The following sentences hereby replace the Deleted Sentences:
Due to the widespread impact of COVID-19 on the economy and financial markets, the Board of Directors of the Company has approved the extension of the Offering Period until the earlier of: (i) December 31, 2022 or (ii) the date upon which 150,000,000 shares of our common stock have been sold in the course of our offerings. The offering may be further extended by the Board of Directors, in its sole discretion. As of April 16, 2021, we had sold an aggregate of 32,288,188 shares of our common stock for gross proceeds of approximately $483.0 million.

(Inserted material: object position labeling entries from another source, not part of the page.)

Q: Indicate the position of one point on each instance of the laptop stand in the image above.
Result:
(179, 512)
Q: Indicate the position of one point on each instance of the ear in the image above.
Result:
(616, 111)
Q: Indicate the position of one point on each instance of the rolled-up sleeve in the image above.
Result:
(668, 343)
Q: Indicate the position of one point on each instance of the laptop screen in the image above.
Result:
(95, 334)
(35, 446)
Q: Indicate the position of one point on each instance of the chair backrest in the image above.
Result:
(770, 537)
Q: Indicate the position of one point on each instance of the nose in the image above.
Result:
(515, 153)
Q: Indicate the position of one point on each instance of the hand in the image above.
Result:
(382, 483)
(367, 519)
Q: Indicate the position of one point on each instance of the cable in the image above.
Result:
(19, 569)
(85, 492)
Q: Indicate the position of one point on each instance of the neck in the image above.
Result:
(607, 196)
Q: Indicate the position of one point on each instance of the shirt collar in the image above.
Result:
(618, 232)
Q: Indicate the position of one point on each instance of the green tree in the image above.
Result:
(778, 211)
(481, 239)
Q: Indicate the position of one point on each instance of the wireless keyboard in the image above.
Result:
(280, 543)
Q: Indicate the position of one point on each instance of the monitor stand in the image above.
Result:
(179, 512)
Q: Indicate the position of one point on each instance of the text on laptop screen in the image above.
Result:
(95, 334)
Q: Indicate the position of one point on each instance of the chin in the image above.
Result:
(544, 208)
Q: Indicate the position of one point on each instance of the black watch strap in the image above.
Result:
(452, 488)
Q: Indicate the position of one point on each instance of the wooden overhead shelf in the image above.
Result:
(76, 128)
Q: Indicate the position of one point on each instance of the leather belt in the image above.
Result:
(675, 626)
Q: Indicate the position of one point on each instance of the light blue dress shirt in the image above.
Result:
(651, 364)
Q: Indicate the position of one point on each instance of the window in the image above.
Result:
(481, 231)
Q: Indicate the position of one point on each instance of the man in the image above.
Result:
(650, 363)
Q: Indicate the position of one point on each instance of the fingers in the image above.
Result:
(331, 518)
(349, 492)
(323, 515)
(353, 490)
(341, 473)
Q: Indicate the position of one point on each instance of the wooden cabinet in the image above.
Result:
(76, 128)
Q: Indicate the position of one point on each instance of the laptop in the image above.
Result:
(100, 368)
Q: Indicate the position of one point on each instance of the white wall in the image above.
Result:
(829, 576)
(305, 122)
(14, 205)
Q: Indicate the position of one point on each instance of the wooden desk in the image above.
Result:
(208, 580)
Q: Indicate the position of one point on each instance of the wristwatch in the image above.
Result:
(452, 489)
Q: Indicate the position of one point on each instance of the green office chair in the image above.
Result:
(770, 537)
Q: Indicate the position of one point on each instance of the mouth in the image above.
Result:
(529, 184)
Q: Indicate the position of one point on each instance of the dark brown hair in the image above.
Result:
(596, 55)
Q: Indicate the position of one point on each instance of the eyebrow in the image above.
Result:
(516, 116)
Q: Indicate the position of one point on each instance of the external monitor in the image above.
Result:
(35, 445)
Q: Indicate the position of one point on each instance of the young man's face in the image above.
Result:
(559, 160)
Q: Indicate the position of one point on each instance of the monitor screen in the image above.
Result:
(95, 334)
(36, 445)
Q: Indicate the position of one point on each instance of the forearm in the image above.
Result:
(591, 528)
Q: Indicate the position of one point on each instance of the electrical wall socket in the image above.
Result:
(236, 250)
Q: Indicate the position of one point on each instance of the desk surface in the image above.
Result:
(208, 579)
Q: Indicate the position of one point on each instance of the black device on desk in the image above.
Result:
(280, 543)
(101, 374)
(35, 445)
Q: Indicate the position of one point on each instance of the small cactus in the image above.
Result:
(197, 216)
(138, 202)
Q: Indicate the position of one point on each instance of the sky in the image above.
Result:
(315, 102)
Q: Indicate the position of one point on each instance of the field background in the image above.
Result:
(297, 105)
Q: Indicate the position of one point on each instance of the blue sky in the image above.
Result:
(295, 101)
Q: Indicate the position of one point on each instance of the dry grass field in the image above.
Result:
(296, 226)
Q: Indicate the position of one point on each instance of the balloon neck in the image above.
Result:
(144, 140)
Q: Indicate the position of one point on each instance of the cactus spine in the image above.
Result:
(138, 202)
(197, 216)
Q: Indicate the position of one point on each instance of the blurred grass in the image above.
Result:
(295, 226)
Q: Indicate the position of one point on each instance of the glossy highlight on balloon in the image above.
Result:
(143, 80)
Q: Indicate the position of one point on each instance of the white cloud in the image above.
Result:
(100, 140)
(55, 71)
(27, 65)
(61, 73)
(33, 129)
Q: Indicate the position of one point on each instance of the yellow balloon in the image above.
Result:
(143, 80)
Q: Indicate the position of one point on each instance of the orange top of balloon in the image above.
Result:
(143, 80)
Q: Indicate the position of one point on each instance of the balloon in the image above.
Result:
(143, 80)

In addition, the third sentence of the last paragraph on page 31 is hereby deleted and replaced with the following sentences:
This offering will be complete when we have sold the maximum number of shares offered hereby, or earlier in the event that we determine in our sole discretion to cease offering additional shares for sale to investors. Due to the widespread impact of COVID-19 on the economy and financial markets, the Board of Directors of the Company has approved the extension of the Offering Period until the earlier of: (i) December 31, 2022 or (ii) the date upon which 150,000,000 shares of our common stock have been sold in the course of our offerings, unless further extended by our Board of Directors.